Conducting studies on Hyderabad, India, Edwards analysed school travel patterns among children aged 11–14, showcasing the prevalence of walking and cycling and emphasising the importance of safe environments for these modes of transport to mitigate road traffic injuries and air pollution. Additionally, he examined road traffic injuries among children during school trips in Hyderabad, finding a 17% prevalence with higher risk for boys and cyclists, emphasising the need for injury prevention. He also assessed how the density of minority ethnic populations in London affects child pedestrian injury risk, revealing a protective effect for certain groups and highlighting the role of area deprivation in injury risk across all ethnicities.

Also in India, Edwards has looked into construction site injuries. He noted a lack of research on the safety of women working on construction sites and conducted studies to address this gap in the literature.

===Data collection methodology===
Edwards' work on data collection methodology has focused on increasing response rates in self-administered questionnaires. Alongside colleagues, he revealed effective ways to increase response rates to postal and electronic questionnaires in epidemiological research, focusing on incentives, personalisation, and questionnaire design, with certain factors boosting response rates and others hindering them.

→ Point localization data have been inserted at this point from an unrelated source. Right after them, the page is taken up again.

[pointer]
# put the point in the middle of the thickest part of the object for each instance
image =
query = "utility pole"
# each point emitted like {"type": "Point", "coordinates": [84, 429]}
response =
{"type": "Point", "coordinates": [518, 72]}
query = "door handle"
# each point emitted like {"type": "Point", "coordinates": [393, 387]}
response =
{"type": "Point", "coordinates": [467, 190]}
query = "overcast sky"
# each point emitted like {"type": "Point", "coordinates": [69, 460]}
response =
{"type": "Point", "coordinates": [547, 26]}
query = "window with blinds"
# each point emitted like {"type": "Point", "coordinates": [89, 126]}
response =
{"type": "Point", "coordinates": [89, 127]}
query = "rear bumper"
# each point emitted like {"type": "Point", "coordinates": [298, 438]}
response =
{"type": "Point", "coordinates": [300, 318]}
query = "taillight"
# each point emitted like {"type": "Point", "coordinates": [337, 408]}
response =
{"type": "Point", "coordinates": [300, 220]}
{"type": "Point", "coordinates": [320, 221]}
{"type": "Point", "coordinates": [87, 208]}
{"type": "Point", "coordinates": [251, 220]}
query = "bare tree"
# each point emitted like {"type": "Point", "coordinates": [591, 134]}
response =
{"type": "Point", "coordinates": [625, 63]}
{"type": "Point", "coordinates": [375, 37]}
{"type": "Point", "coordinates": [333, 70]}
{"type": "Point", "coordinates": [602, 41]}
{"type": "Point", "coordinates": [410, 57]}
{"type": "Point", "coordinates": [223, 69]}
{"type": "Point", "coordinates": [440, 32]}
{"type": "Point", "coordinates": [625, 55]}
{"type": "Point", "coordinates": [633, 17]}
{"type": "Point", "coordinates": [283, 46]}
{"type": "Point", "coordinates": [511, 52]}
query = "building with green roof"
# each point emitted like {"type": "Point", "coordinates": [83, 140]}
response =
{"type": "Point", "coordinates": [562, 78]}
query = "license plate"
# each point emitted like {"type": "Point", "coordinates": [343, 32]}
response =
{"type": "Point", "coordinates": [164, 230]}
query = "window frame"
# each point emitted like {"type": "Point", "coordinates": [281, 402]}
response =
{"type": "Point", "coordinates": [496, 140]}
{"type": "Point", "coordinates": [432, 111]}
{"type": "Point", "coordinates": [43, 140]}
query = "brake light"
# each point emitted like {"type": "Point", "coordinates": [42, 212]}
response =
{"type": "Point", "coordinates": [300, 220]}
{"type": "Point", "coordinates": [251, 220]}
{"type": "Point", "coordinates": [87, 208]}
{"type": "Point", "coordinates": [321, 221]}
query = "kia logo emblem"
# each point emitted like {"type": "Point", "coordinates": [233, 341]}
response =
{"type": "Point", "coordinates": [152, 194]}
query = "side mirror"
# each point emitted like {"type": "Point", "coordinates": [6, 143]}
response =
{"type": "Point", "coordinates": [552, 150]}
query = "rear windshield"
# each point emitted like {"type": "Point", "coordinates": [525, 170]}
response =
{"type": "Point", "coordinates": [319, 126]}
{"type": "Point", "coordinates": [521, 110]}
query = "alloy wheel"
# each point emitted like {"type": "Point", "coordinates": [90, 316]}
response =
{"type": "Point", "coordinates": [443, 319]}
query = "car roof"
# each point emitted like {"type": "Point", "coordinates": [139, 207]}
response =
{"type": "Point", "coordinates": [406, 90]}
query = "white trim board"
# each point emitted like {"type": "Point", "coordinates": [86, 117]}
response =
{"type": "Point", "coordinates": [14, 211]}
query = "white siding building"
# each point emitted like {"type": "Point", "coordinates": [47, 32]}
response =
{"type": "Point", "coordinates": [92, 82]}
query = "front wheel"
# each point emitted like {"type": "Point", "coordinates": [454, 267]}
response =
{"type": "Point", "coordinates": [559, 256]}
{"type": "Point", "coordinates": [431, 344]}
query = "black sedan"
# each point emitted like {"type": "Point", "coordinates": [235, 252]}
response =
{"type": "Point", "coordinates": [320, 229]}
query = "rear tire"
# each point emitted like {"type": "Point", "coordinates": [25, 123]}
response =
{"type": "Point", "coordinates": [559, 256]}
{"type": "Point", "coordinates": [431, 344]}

Furthermore, he addressed the importance of well-designed questionnaires in clinical trials to enhance data quality, completeness, and minimise bias, urging for additional research to evaluate strategies and guidelines.

==Selected articles==
- Edwards, P., Roberts, I., Clarke, M., DiGuiseppi, C., Pratap, S., Wentz, R., & Kwan, I. (2002). Increasing response rates to postal questionnaires: systematic review. BMJ, 324(7347), 1183.
- Woodcock, J., Edwards, P., Tonne, C., Armstrong, B. G., Ashiru, O., Banister, D., ... & Roberts, I. (2009). Public health benefits of strategies to reduce greenhouse-gas emissions: urban land transport. The Lancet, 374(9705), 1930–1943.
- Free, C., Phillips, G., Galli, L., Watson, L., Felix, L., Edwards, P., ... & Haines, A. (2013). The effectiveness of mobile-health technology-based health behaviour change or disease management interventions for health care consumers: a systematic review. PLoS medicine, 10(1), e1001362.
- Shakur, H., Roberts, I., Fawole, B., Chaudhri, R., El-Sheikh, M., Akintan, A., ... & Loto, O. (2017). Effect of early tranexamic acid administration on mortality, hysterectomy, and other morbidities in women with post-partum haemorrhage (WOMAN): an international, randomised, double-blind, placebo-controlled trial. The Lancet, 389(10084), 2105–2116.
- Yadav, S. S., Edwards, P., & Porter, J. (2021). The incidence of construction site injuries to women in Delhi: capture-recapture study. BMC Public Health, 21, 1–8.
- Edwards, P. J., Roberts, I., Clarke, M. J., DiGuiseppi, C., Woolf, B., & Perkins, C. (2023). Methods to increase response to postal and electronic questionnaires. Cochrane database of systematic reviews, (11).